New geographies and the metropolitan
opportunity
Every operator will eventually encounter the natural limits of metropolitan infrastructure. The Visakhapatnam announcement is an early signal of how new geographies are opening up, and we expect this trend to continue. A greenfield project in India today, from land acquisition to power sourcing, takes 26-30 months. Greater coordination between operators, utilities and the government is beginning to push that in the right direction. The operators who will define the next phase are those who plan early, move with speed and adopt the right technologies ahead of demand.
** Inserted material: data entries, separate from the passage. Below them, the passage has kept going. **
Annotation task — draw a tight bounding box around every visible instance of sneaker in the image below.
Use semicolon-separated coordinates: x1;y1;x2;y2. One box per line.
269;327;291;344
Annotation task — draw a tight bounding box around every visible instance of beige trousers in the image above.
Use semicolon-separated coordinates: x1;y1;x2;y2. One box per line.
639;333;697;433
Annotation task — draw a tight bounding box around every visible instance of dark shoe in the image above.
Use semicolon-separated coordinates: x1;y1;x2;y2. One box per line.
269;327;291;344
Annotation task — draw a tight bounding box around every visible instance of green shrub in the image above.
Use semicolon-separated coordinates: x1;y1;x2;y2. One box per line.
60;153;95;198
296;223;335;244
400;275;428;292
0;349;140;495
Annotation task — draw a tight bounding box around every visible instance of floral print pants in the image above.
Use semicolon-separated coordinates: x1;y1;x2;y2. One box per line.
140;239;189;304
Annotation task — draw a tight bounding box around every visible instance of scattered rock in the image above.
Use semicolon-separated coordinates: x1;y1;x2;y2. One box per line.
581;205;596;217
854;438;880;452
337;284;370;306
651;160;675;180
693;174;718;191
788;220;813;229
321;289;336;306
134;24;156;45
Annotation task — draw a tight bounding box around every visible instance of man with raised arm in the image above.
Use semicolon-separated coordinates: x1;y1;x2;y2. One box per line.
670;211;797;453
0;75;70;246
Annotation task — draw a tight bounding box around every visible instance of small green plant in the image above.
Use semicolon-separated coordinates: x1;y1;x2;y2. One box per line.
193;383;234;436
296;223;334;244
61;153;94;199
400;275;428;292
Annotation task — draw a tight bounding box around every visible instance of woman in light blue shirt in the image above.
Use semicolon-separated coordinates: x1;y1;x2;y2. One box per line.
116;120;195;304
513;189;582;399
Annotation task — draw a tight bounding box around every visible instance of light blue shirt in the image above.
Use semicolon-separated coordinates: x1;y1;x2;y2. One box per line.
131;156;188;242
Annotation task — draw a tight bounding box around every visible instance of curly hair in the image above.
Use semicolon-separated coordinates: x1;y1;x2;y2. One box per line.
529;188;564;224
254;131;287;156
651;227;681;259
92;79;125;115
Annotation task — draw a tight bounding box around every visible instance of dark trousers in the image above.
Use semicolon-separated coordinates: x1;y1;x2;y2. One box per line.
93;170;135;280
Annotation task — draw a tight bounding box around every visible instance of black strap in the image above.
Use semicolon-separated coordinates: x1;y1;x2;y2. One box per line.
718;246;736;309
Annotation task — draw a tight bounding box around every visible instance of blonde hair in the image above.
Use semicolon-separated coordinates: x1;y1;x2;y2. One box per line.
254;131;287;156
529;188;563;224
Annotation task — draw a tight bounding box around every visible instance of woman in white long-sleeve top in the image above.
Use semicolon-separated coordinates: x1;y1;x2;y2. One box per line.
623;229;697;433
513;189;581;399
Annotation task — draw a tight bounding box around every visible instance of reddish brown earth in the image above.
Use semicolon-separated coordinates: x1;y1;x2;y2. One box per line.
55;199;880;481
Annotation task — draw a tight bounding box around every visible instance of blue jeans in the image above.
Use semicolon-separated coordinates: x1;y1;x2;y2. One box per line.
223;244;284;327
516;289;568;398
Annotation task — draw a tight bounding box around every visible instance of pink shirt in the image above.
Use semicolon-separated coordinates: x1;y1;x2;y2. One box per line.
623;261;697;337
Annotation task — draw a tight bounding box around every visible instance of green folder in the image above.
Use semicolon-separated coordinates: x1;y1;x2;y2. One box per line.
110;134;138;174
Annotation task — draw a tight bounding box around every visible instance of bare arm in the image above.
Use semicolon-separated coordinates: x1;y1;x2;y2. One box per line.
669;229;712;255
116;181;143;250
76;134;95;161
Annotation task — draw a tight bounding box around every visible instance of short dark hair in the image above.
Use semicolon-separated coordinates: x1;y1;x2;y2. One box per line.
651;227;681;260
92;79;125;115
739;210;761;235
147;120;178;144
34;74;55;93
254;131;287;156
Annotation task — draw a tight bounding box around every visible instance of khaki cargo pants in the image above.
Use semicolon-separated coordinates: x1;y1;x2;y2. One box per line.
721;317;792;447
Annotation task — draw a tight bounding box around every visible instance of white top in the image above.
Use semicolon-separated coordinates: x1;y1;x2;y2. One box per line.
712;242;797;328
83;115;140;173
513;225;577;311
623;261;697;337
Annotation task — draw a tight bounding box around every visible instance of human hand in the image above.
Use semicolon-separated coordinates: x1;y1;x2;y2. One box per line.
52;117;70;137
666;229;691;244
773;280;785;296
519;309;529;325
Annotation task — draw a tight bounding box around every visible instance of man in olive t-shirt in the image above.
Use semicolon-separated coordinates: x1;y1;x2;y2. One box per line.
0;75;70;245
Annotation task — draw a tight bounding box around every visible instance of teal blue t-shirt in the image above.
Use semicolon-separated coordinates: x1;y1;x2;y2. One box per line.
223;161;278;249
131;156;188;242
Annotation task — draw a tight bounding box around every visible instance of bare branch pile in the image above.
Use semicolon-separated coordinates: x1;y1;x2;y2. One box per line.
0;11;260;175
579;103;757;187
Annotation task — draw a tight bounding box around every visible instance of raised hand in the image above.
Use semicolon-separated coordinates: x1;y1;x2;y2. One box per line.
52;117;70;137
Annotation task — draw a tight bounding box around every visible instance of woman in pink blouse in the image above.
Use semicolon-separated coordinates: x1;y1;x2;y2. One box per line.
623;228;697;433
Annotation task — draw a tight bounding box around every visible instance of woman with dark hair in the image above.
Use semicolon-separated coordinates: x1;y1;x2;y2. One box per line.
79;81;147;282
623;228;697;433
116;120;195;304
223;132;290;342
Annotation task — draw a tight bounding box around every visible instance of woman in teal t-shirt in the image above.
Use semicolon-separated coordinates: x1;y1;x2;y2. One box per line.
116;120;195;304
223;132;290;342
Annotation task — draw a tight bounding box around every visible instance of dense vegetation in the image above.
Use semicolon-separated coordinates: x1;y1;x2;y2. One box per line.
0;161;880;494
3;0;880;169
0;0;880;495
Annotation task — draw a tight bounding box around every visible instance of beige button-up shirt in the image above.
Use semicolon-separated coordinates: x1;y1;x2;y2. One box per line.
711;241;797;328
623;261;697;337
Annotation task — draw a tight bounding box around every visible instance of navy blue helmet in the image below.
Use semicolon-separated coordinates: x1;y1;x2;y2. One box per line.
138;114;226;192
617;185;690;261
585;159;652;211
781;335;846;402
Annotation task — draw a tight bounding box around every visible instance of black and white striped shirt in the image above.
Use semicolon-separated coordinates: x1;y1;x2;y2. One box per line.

Consolidation will be multidimensional
Consolidation will happen, but it will not have a single flavour. There are two dimensions: how investors choose to consolidate – spreading across markets or going deeper in fewer locations – and where operators elect to expand next. With roughly 22-25 significant players today, each working within a defined scope, the first meaningful phase of consolidation is likely to become visible around 2030.
Sustainability as an investment thesis
Our approach is twofold: fulfilling client sustainability requirements through power purchase agreements and captive set-ups, while investing directly in the renewable sector to generate a revenue model from it. Two years ago, we commissioned our first solar power plant in Chennai with 25 MW, serving our office and commercial assets. For us, sustainability is not only about serving the data centre industry. It is about creating an infrastructure layer that adds value across our multiple asset classes in India, spanning data centres, the commercial space and logistics.
We are here to help shape the infrastructure foundation that India’s digital economy will run on; through AI-ready design, liquid cooling at scale, and a Build-to-Adapt approach that keeps pace with how technology and customer requirements continue to evolve. The opportunity ahead is significant. So is the responsibility that comes with it.